Tanpa diduga, Mbah Zainuddin menyetujuinya, dengan syarat kegiatan jaranan dilakukan di luar lingkungan pesantren. Tentu ini kebijakan yang amat riskan. Terlebih, diambil seorang kiai pengasuh pondok pesantren. Sebab jaranan, kita tahu, identik keberadaan minuman keras dan perkelahian.
Selama berhari-hari, masyarakat Mojosari yang kala itu mayoritas masih Abangan, berada dalam suasana riang gembira dengan adanya hiburan jaranan dalam acara imtihan. Kabar ini pun terdengar ke telinga kiai sepuh lainnya. Terutama KH Hasyim Asy’ari.
KH Hasyim Asy’ari dan Sebuah Pelajaran
Tatkala kabar Ponpes Mojosari menghadirkan Jaranan dalam acara imtihan, Mbah Hasyim Asy’ari pun langsung mengambil sikap. Beliau mengundang sejumlah kiai sepuh untuk bermusyawarah di Ponpes Tebuireng, demi menindaklanjuti kabar tersebut.
Sejumlah kiai sepuh seperti KH Hasyim Asy’ari, KH Wahab Hasbullah, KH Bisri Syansuri, dan beberapa kiai sepuh Jawa Timur lainnya berkumpul untuk mengambil sikap. Para Kiai takut acara yang diselenggarakan di Mojosari berdampak pada anggapan masyarakat bahwa Jaranan adalah budaya santri.
Para Kiai sudah sepakat untuk “mengingatkan” Mbah Zainuddin Mojosari terkait jaranan itu. Tapi, siapa yang harus sowan dan memberikan peringatan ke Mojosari, tak menemui titik sepakat. Sebab, banyak yang mundur dan tak berani menghadap.
Kemasyhuran Mbah Zainuddin sebagai kiai khowas membuat para kiai sepuh berpikir dua kali untuk sowan dan memberikan peringatan secara langsung. Bahkan setelah dirunding berkali-kali, tetap saja tak ada yang berani menghadap ke Mojosari.

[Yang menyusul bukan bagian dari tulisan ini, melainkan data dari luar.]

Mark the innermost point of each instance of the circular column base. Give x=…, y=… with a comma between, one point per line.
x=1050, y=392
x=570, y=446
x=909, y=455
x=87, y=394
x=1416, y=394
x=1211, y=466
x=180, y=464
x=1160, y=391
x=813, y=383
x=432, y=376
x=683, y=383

Karena tak ada yang berani berangkat, KH Hasyim Asy’ari memutuskan agar peringatan itu diberikan lewat surat dan ditandatangani semua kiai sepuh yang kala itu hadir dalam musyawarah. Setelah rapat pernyataan sikap, para kiai sepuh pun pulang.
Malam harinya, saat Mbah Hasyim Asy’ari beristirahat, beliau diberi kasyaf lewat isyaroh mimpi. Dalam mimpi itu, Mbah Hasyim sholat berjamaah bersama seluruh ulama Nusantara. Beliau berada di barisan shaf ke- 7. Sementara sang imam sholat, adalah Mbah Zainuddin Mojosari.
Kejadian itu menjadi semacam dialektika isyaroh langit untuk Mbah Hasyim Asy’ari. Beliau lantas mengabarkan kejadian itu pada para kiai yang sebelumnya ikut menandatangani surat pernyataan sikap. Dan surat itu akhirnya tak jadi dikirimkan ke Mojosari.
Semua kiai sepuh sepakat bahwa kebijakan Mbah Zainuddin Mojosari bukan wilayah mereka. Para Kiai juga bersepakat untuk tak lagi ikut mencampuri urusan guru mereka tersebut.
Kelak, sejarah mencatat, barokah dari jaranan yang sempat “diizinkan” Mbah Zainuddin adalah: hampir 90 persen masyarakat yang semula abangan, menjadi kaum santri dan menjadikan daerah Mojosari, Loceret, bahkan hingga Nganjuk secara umum, jadi kawasan yang identik santri.
Mbah Zainuddin Mojosari adalah ulama asal Bojonegoro yang menjadi Syaikhusyaikh, guru dari para muasis Nahdlatul Ulama. Meski, nama dan sejarah beliau tak terlalu banyak dikenal publik.